- Directed by: Walter Janssen
- Written by: Gerhard F. Hummel
- Produced by: Hubert Schonger
- Starring: Jürgen Micksch; Maren-Inken Bielenberg; Jochen Diestelmann; Ellen Frank; Barbara Gallauner; Wolfgang Eichberger;
- Narrated by: Paul Tripp (1965-English)
- Music by: Giuseppe Becce
- Release date: 12 September 1954 (West Germany);
- Running time: 54 min.
- Country: West Germany
- Language: German

= Hansel and Gretel (1954 Janssen film) =

1954 film

Hansel and Gretel (Hänsel und Gretel) is a 1954 German film, directed by Walter Janssen, based on the story of Hansel and Gretel by the Brothers Grimm.
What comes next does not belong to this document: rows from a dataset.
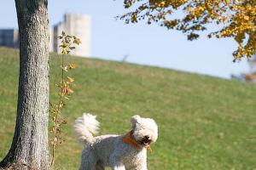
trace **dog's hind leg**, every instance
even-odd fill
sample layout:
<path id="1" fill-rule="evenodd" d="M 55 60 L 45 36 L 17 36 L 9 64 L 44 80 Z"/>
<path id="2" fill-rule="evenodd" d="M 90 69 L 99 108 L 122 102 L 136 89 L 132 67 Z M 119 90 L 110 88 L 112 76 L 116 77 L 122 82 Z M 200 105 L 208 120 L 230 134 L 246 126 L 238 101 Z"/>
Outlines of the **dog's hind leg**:
<path id="1" fill-rule="evenodd" d="M 97 160 L 90 148 L 86 147 L 82 152 L 82 160 L 79 170 L 96 170 Z"/>

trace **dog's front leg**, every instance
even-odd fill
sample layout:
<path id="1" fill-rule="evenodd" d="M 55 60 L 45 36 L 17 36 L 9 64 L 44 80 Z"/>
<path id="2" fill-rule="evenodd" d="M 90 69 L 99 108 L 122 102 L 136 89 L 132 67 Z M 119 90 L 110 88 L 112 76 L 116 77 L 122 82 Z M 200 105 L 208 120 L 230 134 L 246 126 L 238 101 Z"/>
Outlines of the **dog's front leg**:
<path id="1" fill-rule="evenodd" d="M 112 170 L 125 170 L 125 167 L 120 160 L 120 156 L 113 155 L 110 156 L 110 166 Z"/>

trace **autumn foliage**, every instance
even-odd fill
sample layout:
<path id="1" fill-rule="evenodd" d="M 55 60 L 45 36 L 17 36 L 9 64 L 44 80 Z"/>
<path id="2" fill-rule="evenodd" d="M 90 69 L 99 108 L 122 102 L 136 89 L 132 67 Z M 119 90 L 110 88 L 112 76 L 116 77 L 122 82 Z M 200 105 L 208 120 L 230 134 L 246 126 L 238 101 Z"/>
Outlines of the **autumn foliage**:
<path id="1" fill-rule="evenodd" d="M 131 9 L 120 17 L 126 23 L 156 22 L 183 31 L 189 40 L 211 27 L 208 37 L 230 37 L 238 43 L 235 61 L 256 53 L 255 0 L 125 0 L 124 5 Z"/>

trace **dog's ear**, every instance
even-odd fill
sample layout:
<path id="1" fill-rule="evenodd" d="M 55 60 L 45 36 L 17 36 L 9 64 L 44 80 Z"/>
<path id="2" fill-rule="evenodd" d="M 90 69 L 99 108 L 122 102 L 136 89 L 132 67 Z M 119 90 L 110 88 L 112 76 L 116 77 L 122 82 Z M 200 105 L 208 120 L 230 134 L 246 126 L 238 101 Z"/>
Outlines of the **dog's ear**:
<path id="1" fill-rule="evenodd" d="M 140 116 L 135 115 L 132 117 L 131 117 L 131 122 L 132 128 L 135 128 L 136 123 L 138 122 L 138 119 L 141 118 Z"/>

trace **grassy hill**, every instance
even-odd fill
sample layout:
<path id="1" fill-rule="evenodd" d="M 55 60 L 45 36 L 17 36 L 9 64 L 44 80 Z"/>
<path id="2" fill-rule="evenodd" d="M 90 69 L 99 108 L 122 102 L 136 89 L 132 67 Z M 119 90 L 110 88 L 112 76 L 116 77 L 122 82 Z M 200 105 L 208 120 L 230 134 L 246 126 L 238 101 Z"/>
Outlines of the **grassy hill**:
<path id="1" fill-rule="evenodd" d="M 64 114 L 66 142 L 57 169 L 78 169 L 82 147 L 72 124 L 83 112 L 97 115 L 100 133 L 124 133 L 135 114 L 155 119 L 159 139 L 149 170 L 255 169 L 256 87 L 167 69 L 92 59 L 74 60 L 74 94 Z M 220 61 L 221 62 L 221 61 Z M 50 94 L 60 74 L 50 58 Z M 0 48 L 0 159 L 10 146 L 16 114 L 18 51 Z"/>

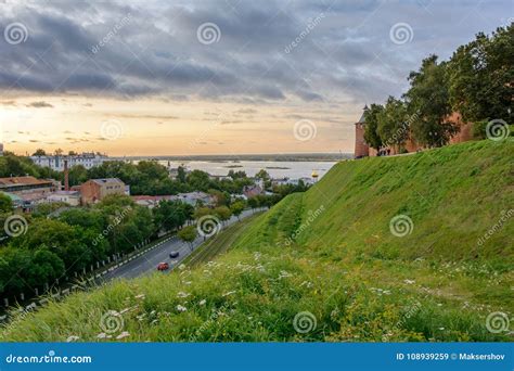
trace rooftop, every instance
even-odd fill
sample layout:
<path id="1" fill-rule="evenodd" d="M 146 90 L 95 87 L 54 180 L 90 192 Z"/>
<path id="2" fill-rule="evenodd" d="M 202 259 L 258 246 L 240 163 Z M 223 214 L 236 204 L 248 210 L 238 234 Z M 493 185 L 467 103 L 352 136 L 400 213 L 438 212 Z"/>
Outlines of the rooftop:
<path id="1" fill-rule="evenodd" d="M 37 186 L 37 184 L 49 184 L 52 180 L 37 179 L 35 177 L 10 177 L 0 178 L 0 186 Z"/>

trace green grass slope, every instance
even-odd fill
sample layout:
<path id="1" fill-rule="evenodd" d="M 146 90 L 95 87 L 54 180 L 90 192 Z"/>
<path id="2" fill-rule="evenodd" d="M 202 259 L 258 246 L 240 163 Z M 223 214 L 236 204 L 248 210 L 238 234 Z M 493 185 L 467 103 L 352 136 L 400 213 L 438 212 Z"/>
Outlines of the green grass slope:
<path id="1" fill-rule="evenodd" d="M 219 236 L 231 246 L 213 261 L 72 295 L 0 340 L 512 341 L 486 324 L 513 316 L 513 153 L 480 141 L 339 163 Z M 412 225 L 395 235 L 400 215 Z"/>

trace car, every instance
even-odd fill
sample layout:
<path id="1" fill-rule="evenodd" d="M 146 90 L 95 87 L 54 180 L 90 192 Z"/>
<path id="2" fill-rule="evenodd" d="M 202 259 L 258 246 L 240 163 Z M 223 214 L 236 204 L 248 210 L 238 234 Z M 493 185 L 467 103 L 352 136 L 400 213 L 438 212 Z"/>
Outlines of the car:
<path id="1" fill-rule="evenodd" d="M 167 270 L 167 269 L 169 269 L 169 264 L 167 264 L 166 261 L 160 261 L 157 265 L 157 270 Z"/>

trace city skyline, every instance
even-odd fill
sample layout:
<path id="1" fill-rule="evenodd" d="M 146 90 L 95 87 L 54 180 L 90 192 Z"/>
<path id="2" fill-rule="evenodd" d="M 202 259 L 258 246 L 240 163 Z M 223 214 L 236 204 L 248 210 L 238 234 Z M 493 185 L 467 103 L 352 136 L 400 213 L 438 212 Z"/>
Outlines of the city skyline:
<path id="1" fill-rule="evenodd" d="M 0 8 L 5 150 L 112 156 L 352 152 L 364 104 L 512 22 L 502 1 Z"/>

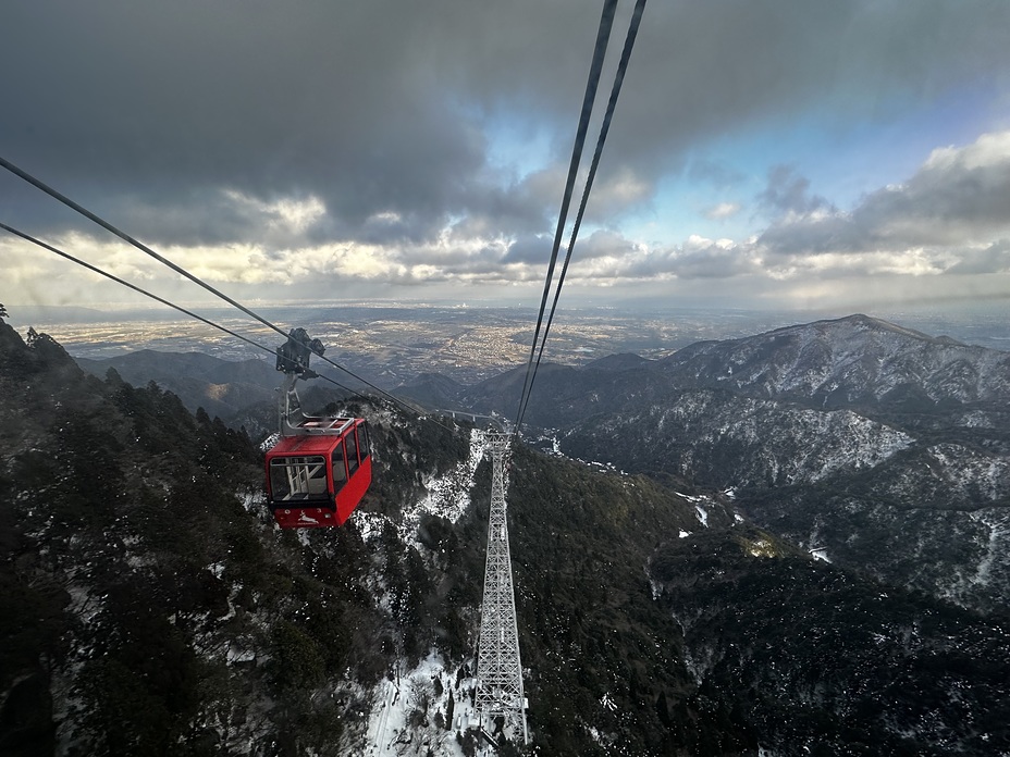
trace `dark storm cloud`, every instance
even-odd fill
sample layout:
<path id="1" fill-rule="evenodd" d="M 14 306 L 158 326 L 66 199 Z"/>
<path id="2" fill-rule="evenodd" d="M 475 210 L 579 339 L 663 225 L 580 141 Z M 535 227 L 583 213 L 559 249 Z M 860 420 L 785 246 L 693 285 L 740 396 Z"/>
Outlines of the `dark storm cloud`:
<path id="1" fill-rule="evenodd" d="M 584 0 L 8 3 L 0 153 L 155 244 L 423 246 L 449 226 L 460 241 L 515 240 L 506 262 L 542 263 L 598 18 Z M 892 91 L 1006 77 L 1008 27 L 1010 3 L 982 0 L 654 2 L 601 186 L 624 171 L 651 193 L 693 145 L 811 107 L 872 119 Z M 516 176 L 490 163 L 493 125 L 514 114 L 549 134 L 553 164 Z M 715 165 L 690 170 L 734 181 Z M 812 210 L 803 181 L 784 174 L 766 201 Z M 291 198 L 323 213 L 287 223 L 272 209 Z M 882 219 L 913 215 L 899 200 L 867 200 L 869 220 L 828 231 L 855 247 L 889 234 Z M 79 223 L 10 181 L 0 203 L 35 231 Z M 765 241 L 820 234 L 827 248 L 824 229 L 774 227 Z"/>
<path id="2" fill-rule="evenodd" d="M 1000 239 L 983 250 L 964 250 L 946 273 L 973 275 L 1010 273 L 1010 239 Z"/>
<path id="3" fill-rule="evenodd" d="M 758 201 L 779 213 L 811 213 L 827 204 L 823 197 L 810 194 L 810 179 L 788 165 L 776 165 L 768 172 L 768 184 Z"/>
<path id="4" fill-rule="evenodd" d="M 788 179 L 785 184 L 790 186 Z M 759 239 L 771 256 L 917 248 L 954 255 L 968 249 L 965 244 L 986 245 L 1010 234 L 1010 132 L 983 135 L 962 148 L 935 150 L 907 183 L 867 195 L 848 213 L 817 212 L 823 203 L 802 212 L 811 203 L 804 191 L 795 194 L 795 199 L 779 202 L 793 214 Z M 985 259 L 972 255 L 976 261 Z"/>

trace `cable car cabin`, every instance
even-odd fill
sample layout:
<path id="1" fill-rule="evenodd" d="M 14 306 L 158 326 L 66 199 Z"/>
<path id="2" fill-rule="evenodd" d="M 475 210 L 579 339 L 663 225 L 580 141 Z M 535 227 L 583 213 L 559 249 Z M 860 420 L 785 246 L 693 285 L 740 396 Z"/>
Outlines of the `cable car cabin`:
<path id="1" fill-rule="evenodd" d="M 372 481 L 368 424 L 305 418 L 298 431 L 267 452 L 267 505 L 282 529 L 343 525 Z"/>

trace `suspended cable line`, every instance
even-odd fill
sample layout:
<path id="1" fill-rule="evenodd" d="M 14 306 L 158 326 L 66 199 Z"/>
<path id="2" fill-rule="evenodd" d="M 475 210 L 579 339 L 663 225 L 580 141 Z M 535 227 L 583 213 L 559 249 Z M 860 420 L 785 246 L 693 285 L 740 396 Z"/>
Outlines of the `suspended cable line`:
<path id="1" fill-rule="evenodd" d="M 568 263 L 571 261 L 571 251 L 575 249 L 576 239 L 579 236 L 579 229 L 582 226 L 582 216 L 586 214 L 586 204 L 589 201 L 589 195 L 593 188 L 593 182 L 596 177 L 596 169 L 600 166 L 600 158 L 603 154 L 603 145 L 606 142 L 607 134 L 611 131 L 611 120 L 614 117 L 614 110 L 617 107 L 617 98 L 620 95 L 620 88 L 625 80 L 625 73 L 628 70 L 628 62 L 631 60 L 631 50 L 635 47 L 635 40 L 638 37 L 638 29 L 642 22 L 642 13 L 645 10 L 645 0 L 638 0 L 635 4 L 635 11 L 631 14 L 631 23 L 628 26 L 628 35 L 625 37 L 625 47 L 620 53 L 620 62 L 617 64 L 617 73 L 614 76 L 614 85 L 611 88 L 611 97 L 606 104 L 606 113 L 603 116 L 603 124 L 600 126 L 600 136 L 596 139 L 596 149 L 593 152 L 592 164 L 589 169 L 589 175 L 586 178 L 586 187 L 582 190 L 582 200 L 579 203 L 579 212 L 576 215 L 575 225 L 571 228 L 571 236 L 568 238 L 568 249 L 565 253 L 565 262 L 562 264 L 562 272 L 557 278 L 557 286 L 554 289 L 554 301 L 551 303 L 551 313 L 547 317 L 547 323 L 543 330 L 543 338 L 540 340 L 540 351 L 537 355 L 537 363 L 533 365 L 533 373 L 530 376 L 529 387 L 526 390 L 526 402 L 520 405 L 519 418 L 516 422 L 516 429 L 522 423 L 526 415 L 526 408 L 529 404 L 529 397 L 533 393 L 533 383 L 537 381 L 537 372 L 540 370 L 540 361 L 543 358 L 543 349 L 547 344 L 547 335 L 551 333 L 551 324 L 554 322 L 554 313 L 557 310 L 557 300 L 562 294 L 562 287 L 565 285 L 565 276 L 568 273 Z"/>
<path id="2" fill-rule="evenodd" d="M 124 241 L 126 241 L 126 243 L 133 245 L 133 246 L 136 247 L 138 250 L 140 250 L 141 252 L 145 252 L 145 253 L 149 255 L 149 256 L 152 257 L 155 260 L 157 260 L 157 261 L 163 263 L 164 265 L 167 265 L 168 268 L 172 269 L 173 271 L 175 271 L 175 272 L 178 273 L 180 275 L 184 276 L 185 278 L 188 278 L 188 280 L 189 280 L 190 282 L 193 282 L 194 284 L 197 284 L 197 285 L 201 286 L 202 288 L 207 289 L 207 291 L 211 293 L 211 294 L 214 295 L 215 297 L 219 297 L 220 299 L 224 300 L 224 301 L 227 302 L 229 305 L 231 305 L 231 306 L 237 308 L 238 310 L 241 310 L 242 312 L 244 312 L 244 313 L 245 313 L 246 315 L 248 315 L 249 318 L 251 318 L 251 319 L 254 319 L 254 320 L 256 320 L 256 321 L 259 321 L 259 322 L 262 323 L 264 326 L 267 326 L 267 327 L 269 327 L 269 328 L 272 328 L 273 331 L 275 331 L 278 334 L 280 334 L 281 336 L 283 336 L 283 337 L 285 337 L 285 338 L 290 336 L 290 334 L 288 334 L 287 332 L 285 332 L 283 328 L 281 328 L 280 326 L 274 325 L 273 323 L 271 323 L 271 322 L 268 321 L 267 319 L 264 319 L 264 318 L 262 318 L 261 315 L 255 313 L 253 310 L 250 310 L 250 309 L 247 308 L 246 306 L 244 306 L 244 305 L 242 305 L 241 302 L 238 302 L 238 301 L 232 299 L 231 297 L 229 297 L 227 295 L 225 295 L 223 291 L 221 291 L 221 290 L 214 288 L 213 286 L 211 286 L 211 285 L 208 284 L 207 282 L 202 281 L 199 276 L 196 276 L 196 275 L 189 273 L 188 271 L 186 271 L 186 270 L 185 270 L 184 268 L 182 268 L 181 265 L 177 265 L 176 263 L 173 263 L 173 262 L 172 262 L 171 260 L 169 260 L 168 258 L 165 258 L 165 257 L 159 255 L 158 252 L 156 252 L 155 250 L 152 250 L 150 247 L 148 247 L 148 246 L 145 245 L 144 243 L 140 243 L 140 241 L 138 241 L 137 239 L 135 239 L 135 238 L 133 238 L 132 236 L 130 236 L 128 234 L 126 234 L 125 232 L 120 231 L 119 228 L 116 228 L 115 226 L 113 226 L 113 225 L 112 225 L 111 223 L 109 223 L 108 221 L 103 220 L 102 218 L 100 218 L 99 215 L 93 213 L 91 211 L 87 210 L 86 208 L 82 207 L 82 206 L 78 204 L 77 202 L 74 202 L 72 199 L 70 199 L 70 198 L 66 197 L 65 195 L 63 195 L 63 194 L 57 191 L 56 189 L 53 189 L 52 187 L 50 187 L 48 184 L 46 184 L 46 183 L 42 182 L 41 179 L 38 179 L 38 178 L 36 178 L 35 176 L 33 176 L 32 174 L 29 174 L 27 171 L 24 171 L 24 170 L 17 167 L 16 165 L 14 165 L 13 163 L 11 163 L 9 160 L 4 159 L 3 157 L 0 157 L 0 166 L 3 166 L 4 169 L 7 169 L 7 170 L 10 171 L 11 173 L 13 173 L 15 176 L 19 176 L 20 178 L 23 178 L 23 179 L 24 179 L 25 182 L 27 182 L 28 184 L 35 186 L 36 188 L 38 188 L 38 189 L 40 189 L 41 191 L 44 191 L 44 193 L 46 193 L 47 195 L 49 195 L 50 197 L 52 197 L 52 198 L 59 200 L 60 202 L 62 202 L 63 204 L 65 204 L 67 208 L 71 208 L 72 210 L 77 211 L 78 213 L 81 213 L 82 215 L 84 215 L 86 219 L 89 219 L 90 221 L 94 221 L 95 223 L 97 223 L 99 226 L 101 226 L 101 227 L 104 228 L 106 231 L 110 232 L 111 234 L 114 234 L 114 235 L 118 236 L 120 239 L 123 239 Z M 306 346 L 308 346 L 308 345 L 306 345 Z M 346 373 L 346 374 L 349 375 L 350 377 L 356 378 L 357 381 L 361 382 L 361 383 L 365 384 L 366 386 L 368 386 L 368 387 L 374 389 L 375 392 L 378 392 L 378 393 L 379 393 L 380 395 L 382 395 L 383 397 L 385 397 L 385 398 L 387 398 L 387 399 L 390 399 L 390 400 L 396 402 L 397 405 L 401 405 L 401 406 L 403 406 L 403 407 L 409 409 L 411 412 L 418 412 L 417 408 L 410 407 L 409 405 L 407 405 L 407 404 L 404 402 L 403 400 L 401 400 L 401 399 L 398 399 L 397 397 L 394 397 L 393 395 L 391 395 L 391 394 L 390 394 L 389 392 L 386 392 L 385 389 L 379 388 L 378 386 L 375 386 L 375 385 L 372 384 L 371 382 L 369 382 L 369 381 L 362 378 L 361 376 L 357 375 L 356 373 L 354 373 L 354 372 L 350 371 L 349 369 L 344 368 L 344 367 L 341 365 L 340 363 L 334 362 L 333 360 L 331 360 L 331 359 L 329 359 L 329 358 L 327 358 L 327 357 L 324 357 L 324 356 L 321 356 L 321 355 L 318 356 L 318 357 L 319 357 L 323 362 L 329 363 L 329 364 L 332 365 L 333 368 L 336 368 L 337 370 L 343 371 L 344 373 Z"/>
<path id="3" fill-rule="evenodd" d="M 561 212 L 558 213 L 557 228 L 554 232 L 554 246 L 551 249 L 551 262 L 547 265 L 547 275 L 544 280 L 540 313 L 537 315 L 537 328 L 533 332 L 533 344 L 530 347 L 530 358 L 526 367 L 526 378 L 522 382 L 522 393 L 519 396 L 515 433 L 519 433 L 519 418 L 522 414 L 522 409 L 529 394 L 528 387 L 532 375 L 533 359 L 537 355 L 537 343 L 540 340 L 543 314 L 547 308 L 547 296 L 551 293 L 551 283 L 554 277 L 554 266 L 557 264 L 557 253 L 561 249 L 562 236 L 565 233 L 565 224 L 568 220 L 568 207 L 571 203 L 571 194 L 575 189 L 575 182 L 579 173 L 582 148 L 586 145 L 586 133 L 589 131 L 589 120 L 592 115 L 593 102 L 596 99 L 596 87 L 600 84 L 600 73 L 603 69 L 603 60 L 606 57 L 607 42 L 611 38 L 611 28 L 614 25 L 614 13 L 616 9 L 617 0 L 604 0 L 603 13 L 600 16 L 600 27 L 596 30 L 596 45 L 593 49 L 593 59 L 589 69 L 589 79 L 586 83 L 586 94 L 582 97 L 582 112 L 579 116 L 579 126 L 576 131 L 575 145 L 572 145 L 571 148 L 571 160 L 568 163 L 568 179 L 565 182 L 565 195 L 562 199 Z"/>
<path id="4" fill-rule="evenodd" d="M 77 265 L 81 265 L 82 268 L 86 268 L 88 271 L 91 271 L 91 272 L 94 272 L 94 273 L 97 273 L 97 274 L 100 275 L 100 276 L 104 276 L 106 278 L 115 282 L 116 284 L 120 284 L 120 285 L 122 285 L 122 286 L 125 286 L 125 287 L 128 288 L 128 289 L 133 289 L 134 291 L 136 291 L 136 293 L 138 293 L 138 294 L 140 294 L 140 295 L 144 295 L 145 297 L 149 297 L 150 299 L 155 300 L 156 302 L 160 302 L 161 305 L 167 305 L 168 307 L 173 308 L 173 309 L 177 310 L 178 312 L 181 312 L 181 313 L 183 313 L 183 314 L 185 314 L 185 315 L 188 315 L 189 318 L 195 318 L 197 321 L 200 321 L 200 322 L 202 322 L 202 323 L 206 323 L 208 326 L 212 326 L 213 328 L 217 328 L 218 331 L 223 332 L 224 334 L 227 334 L 229 336 L 233 336 L 233 337 L 235 337 L 236 339 L 241 339 L 242 342 L 245 342 L 245 343 L 248 344 L 248 345 L 253 345 L 254 347 L 256 347 L 256 348 L 258 348 L 258 349 L 261 349 L 261 350 L 263 350 L 263 351 L 266 351 L 266 352 L 269 352 L 270 355 L 276 356 L 276 350 L 274 350 L 272 347 L 268 347 L 267 345 L 264 345 L 264 344 L 262 344 L 262 343 L 256 342 L 255 339 L 250 339 L 250 338 L 248 338 L 248 337 L 246 337 L 246 336 L 243 336 L 242 334 L 238 334 L 238 333 L 236 333 L 236 332 L 233 332 L 231 328 L 227 328 L 226 326 L 222 326 L 220 323 L 214 323 L 214 322 L 211 321 L 210 319 L 204 318 L 202 315 L 200 315 L 200 314 L 198 314 L 198 313 L 195 313 L 195 312 L 193 312 L 193 311 L 190 311 L 190 310 L 187 310 L 186 308 L 183 308 L 183 307 L 180 306 L 180 305 L 175 305 L 174 302 L 172 302 L 172 301 L 170 301 L 170 300 L 167 300 L 167 299 L 163 298 L 163 297 L 159 297 L 158 295 L 156 295 L 156 294 L 153 294 L 153 293 L 151 293 L 151 291 L 148 291 L 147 289 L 144 289 L 143 287 L 136 286 L 135 284 L 131 284 L 130 282 L 127 282 L 127 281 L 125 281 L 125 280 L 123 280 L 123 278 L 120 278 L 120 277 L 116 276 L 115 274 L 109 273 L 108 271 L 103 271 L 102 269 L 98 268 L 97 265 L 93 265 L 91 263 L 89 263 L 89 262 L 87 262 L 87 261 L 85 261 L 85 260 L 81 260 L 79 258 L 75 258 L 74 256 L 70 255 L 69 252 L 64 252 L 64 251 L 61 250 L 61 249 L 57 249 L 57 248 L 53 247 L 52 245 L 46 244 L 46 243 L 42 241 L 41 239 L 37 239 L 37 238 L 35 238 L 34 236 L 32 236 L 32 235 L 29 235 L 29 234 L 25 234 L 24 232 L 19 231 L 19 229 L 16 229 L 16 228 L 14 228 L 13 226 L 9 226 L 9 225 L 7 225 L 5 223 L 0 222 L 0 228 L 2 228 L 2 229 L 5 231 L 5 232 L 9 232 L 9 233 L 13 234 L 14 236 L 21 237 L 21 238 L 24 239 L 25 241 L 30 241 L 33 245 L 38 245 L 38 246 L 41 247 L 42 249 L 49 250 L 50 252 L 53 252 L 53 253 L 60 256 L 61 258 L 64 258 L 65 260 L 71 261 L 72 263 L 77 263 Z M 345 392 L 349 392 L 352 395 L 354 395 L 354 396 L 356 396 L 356 397 L 360 397 L 361 399 L 368 399 L 365 395 L 362 395 L 362 394 L 360 394 L 360 393 L 358 393 L 358 392 L 355 392 L 354 389 L 352 389 L 352 388 L 348 387 L 348 386 L 344 386 L 343 384 L 341 384 L 341 383 L 334 381 L 334 380 L 331 378 L 330 376 L 320 375 L 319 377 L 322 378 L 323 381 L 329 381 L 330 383 L 335 384 L 335 385 L 338 386 L 340 388 L 344 389 Z"/>

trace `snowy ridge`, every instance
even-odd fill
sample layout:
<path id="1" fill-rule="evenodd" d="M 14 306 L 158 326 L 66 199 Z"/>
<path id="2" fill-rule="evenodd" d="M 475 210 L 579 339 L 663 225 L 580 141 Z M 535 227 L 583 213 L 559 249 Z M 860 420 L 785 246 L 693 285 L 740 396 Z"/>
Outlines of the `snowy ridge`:
<path id="1" fill-rule="evenodd" d="M 768 360 L 774 345 L 775 359 Z M 788 326 L 742 339 L 711 342 L 668 359 L 669 368 L 697 365 L 695 375 L 724 365 L 711 377 L 765 396 L 869 394 L 914 384 L 933 400 L 996 400 L 1010 396 L 1010 355 L 936 339 L 885 321 L 852 315 Z"/>

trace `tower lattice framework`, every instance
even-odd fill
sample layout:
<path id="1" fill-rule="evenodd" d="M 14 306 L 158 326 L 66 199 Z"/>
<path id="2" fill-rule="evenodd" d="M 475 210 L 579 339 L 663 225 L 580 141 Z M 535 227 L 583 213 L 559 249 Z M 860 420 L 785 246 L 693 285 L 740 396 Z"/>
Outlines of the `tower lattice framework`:
<path id="1" fill-rule="evenodd" d="M 477 655 L 477 710 L 485 728 L 490 729 L 490 723 L 502 716 L 513 733 L 521 731 L 526 743 L 526 697 L 522 693 L 522 665 L 519 660 L 516 600 L 512 585 L 503 471 L 508 440 L 509 434 L 488 434 L 491 452 L 491 517 Z"/>

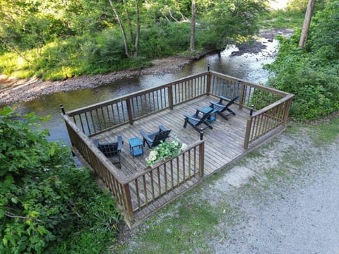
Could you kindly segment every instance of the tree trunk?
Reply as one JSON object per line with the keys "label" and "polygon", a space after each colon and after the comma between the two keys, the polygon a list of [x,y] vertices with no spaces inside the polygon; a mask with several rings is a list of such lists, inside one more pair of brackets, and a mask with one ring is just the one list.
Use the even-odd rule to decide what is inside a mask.
{"label": "tree trunk", "polygon": [[192,0],[192,20],[191,21],[191,44],[189,49],[194,52],[194,40],[196,39],[196,0]]}
{"label": "tree trunk", "polygon": [[140,15],[139,15],[139,0],[136,0],[136,42],[134,44],[134,57],[138,57],[138,49],[139,49],[139,38],[140,38]]}
{"label": "tree trunk", "polygon": [[113,5],[113,3],[112,2],[112,0],[108,0],[108,1],[109,2],[109,4],[111,5],[112,8],[113,9],[113,11],[114,12],[115,18],[117,18],[117,20],[118,20],[119,25],[120,29],[121,30],[122,37],[124,37],[124,44],[125,46],[125,54],[127,56],[127,57],[130,57],[129,44],[127,44],[127,37],[126,36],[125,29],[124,28],[124,25],[122,24],[122,22],[121,22],[120,18],[119,17],[118,12],[115,9],[114,6]]}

It should not be confused with either Hansel and Gretel, another German film, or an American film Hansel and Gretel, both of which were released in the same year.

== Cast ==
- Jürgen Micksch – Hansel
- Maren-Inken Bielenberg – Gretel
- Jochen Diestelmann – The Father
- Ellen Frank – The Mother
- Barbara Gallauner – The Evil Witch

== DVD release ==
In 2007, Hänsel und Gretel was released on DVD in Germany. The film was also part of a five DVD boxset, which contained other classic live-action German fairytale films made in the 1950s.